AIS 156 Explained: What India's Battery Safety Standard Means for You

AIS 156 is India's mandatory EV battery safety standard. We break down what it tests, why it matters, and how to verify a battery is genuinely certified.
AIS 156 is the Automotive Industry Standard that governs the safety of batteries used in electric vehicles in India. After several high-profile EV fire incidents, the standard was strengthened to ensure that every battery sold for EV use meets rigorous safety benchmarks before it reaches the road.
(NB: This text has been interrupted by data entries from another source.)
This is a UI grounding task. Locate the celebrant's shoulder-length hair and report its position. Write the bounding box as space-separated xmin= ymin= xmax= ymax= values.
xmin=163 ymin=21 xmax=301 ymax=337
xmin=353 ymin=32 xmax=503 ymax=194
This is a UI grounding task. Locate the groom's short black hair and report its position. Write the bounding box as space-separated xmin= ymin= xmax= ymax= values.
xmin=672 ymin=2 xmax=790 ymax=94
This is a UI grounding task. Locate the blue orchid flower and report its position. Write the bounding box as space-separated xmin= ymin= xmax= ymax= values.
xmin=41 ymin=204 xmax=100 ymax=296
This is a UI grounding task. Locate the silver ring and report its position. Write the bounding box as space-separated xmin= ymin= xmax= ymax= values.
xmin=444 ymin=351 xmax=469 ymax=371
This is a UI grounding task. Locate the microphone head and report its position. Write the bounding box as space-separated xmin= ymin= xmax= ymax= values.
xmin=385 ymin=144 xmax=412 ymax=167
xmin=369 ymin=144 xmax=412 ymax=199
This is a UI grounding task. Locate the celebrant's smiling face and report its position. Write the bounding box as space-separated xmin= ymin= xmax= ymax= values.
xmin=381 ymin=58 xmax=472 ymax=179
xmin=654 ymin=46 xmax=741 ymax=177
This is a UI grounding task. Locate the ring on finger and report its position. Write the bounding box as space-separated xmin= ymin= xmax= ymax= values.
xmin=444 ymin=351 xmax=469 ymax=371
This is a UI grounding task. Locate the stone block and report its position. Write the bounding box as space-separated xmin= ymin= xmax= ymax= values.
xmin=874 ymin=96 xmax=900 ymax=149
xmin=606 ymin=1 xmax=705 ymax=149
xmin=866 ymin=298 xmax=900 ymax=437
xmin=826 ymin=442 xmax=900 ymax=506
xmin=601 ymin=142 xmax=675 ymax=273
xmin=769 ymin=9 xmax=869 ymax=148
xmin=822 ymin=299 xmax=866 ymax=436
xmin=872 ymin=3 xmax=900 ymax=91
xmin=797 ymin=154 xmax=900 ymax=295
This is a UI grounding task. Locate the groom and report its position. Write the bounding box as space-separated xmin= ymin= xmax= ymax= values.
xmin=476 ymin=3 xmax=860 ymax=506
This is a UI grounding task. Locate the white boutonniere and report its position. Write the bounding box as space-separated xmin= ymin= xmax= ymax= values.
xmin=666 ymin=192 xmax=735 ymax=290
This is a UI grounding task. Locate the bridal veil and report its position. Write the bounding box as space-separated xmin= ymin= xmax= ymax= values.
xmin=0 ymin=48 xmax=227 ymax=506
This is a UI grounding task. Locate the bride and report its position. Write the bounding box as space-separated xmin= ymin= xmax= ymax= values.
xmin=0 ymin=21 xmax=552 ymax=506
So what does AIS 156 actually test? The standard covers thermal propagation (how a single faulty cell affects its neighbours), short-circuit protection, overcharge and over-discharge behaviour, vibration and mechanical shock resistance, and overall pack-level safety. A battery that passes has demonstrated it can contain faults rather than cascade into a dangerous failure.
For buyers, AIS 156 certification is the clearest signal that a battery has been engineered and validated for safety — not just assembled to hit a price point. Every Maxvolt EV battery is AIS 156 certified, and our manufacturing includes multi-stage testing for charge/discharge cycling, thermal stress and BMS validation before any pack leaves the facility.
How do you verify a certificate is real? Ask for the Type Approval Certificate (TAC) that lists the specific battery model and rating. Maxvolt publishes its TAC certificates for models such as the 51.2V 105Ah e-rickshaw pack and multiple e-scooter packs, and they are available to view in full on our certificates page.
The bottom line: never compromise on certification. A certified battery costs a little more, but it protects your vehicle, your investment and — most importantly — your safety.